Re: Final text for Basic Graph Patterns from Pat Hayes on 2006-01-18 (public-rdf-dawg@w3.org from January to March 2006)

From: Pat Hayes <phayes@ihmc.us>
Date: Wed, 18 Jan 2006 17:28:21 -0600
To: Enrico Franconi <franconi@inf.unibz.it>
Cc: RDF Data Access Working Group <public-rdf-dawg@w3.org>
Message-Id: <p0623090fbff44b969d54@[10.100.0.23]>
>On 18 Jan 2006, at 03:44, Pat Hayes wrote:
>
>>Given an entailment regime E, a basic graph pattern, BGP, E-matches 
>>with pattern solution S on graph G with respect to a scoping graph 
>>G' and a scoping set B, just when the following three conditions 
>>all hold:
>>
>>(1)  S(G' OrderedMerge BGP) is an appropriately well-formed RDF 
>>graph for E-entailment
>>(2)  G E-entails S(G' OrderedMerge BGP)
>>(3)  the identifiers introduced by S all occur in B.
>>
>>Several conditions must be met by the scoping graph and scoping 
>>set.
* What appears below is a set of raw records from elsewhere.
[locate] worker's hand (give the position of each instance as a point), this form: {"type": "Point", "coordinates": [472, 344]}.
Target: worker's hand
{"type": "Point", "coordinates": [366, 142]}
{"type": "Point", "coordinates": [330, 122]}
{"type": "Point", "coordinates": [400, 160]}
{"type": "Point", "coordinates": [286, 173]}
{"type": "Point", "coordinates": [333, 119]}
The scoping graph and scoping set must be identical for all 
>>answers to a query; the scoping graph G' must be graph-equivalent 
>>to G; and B must contain every term in G'.
>
>OK, *now* you are starting to converge to us :-)
>
>Still, as I said, I would leave G outside the above semantic definition,

Did you mean G'?

>since the above is *completely* equivalent if we replace (2) with:
>(2)  G' E-entails S(G' OrderedMerge BGP)
>
>As I already said in 
><http://lists.w3.org/Archives/Public/public-rdf-dawg/2006JanMar/0137>, 
>and you also said:
>
>>Moreover, we require that any scoping graph G' must be 
>>graph-equivalent to G, and that a single scoping graph must be used 
>>for all answers to a single query.
>>
>><<Note, this last point will need to be firmed up by text elsewhere 
>>in the document.>>
>
>the definition of G' wrt G should be stated at the beginning of any 
>processing of the SPARQL server, just to be sure that G' is the same 
>for any kind of processing within the server.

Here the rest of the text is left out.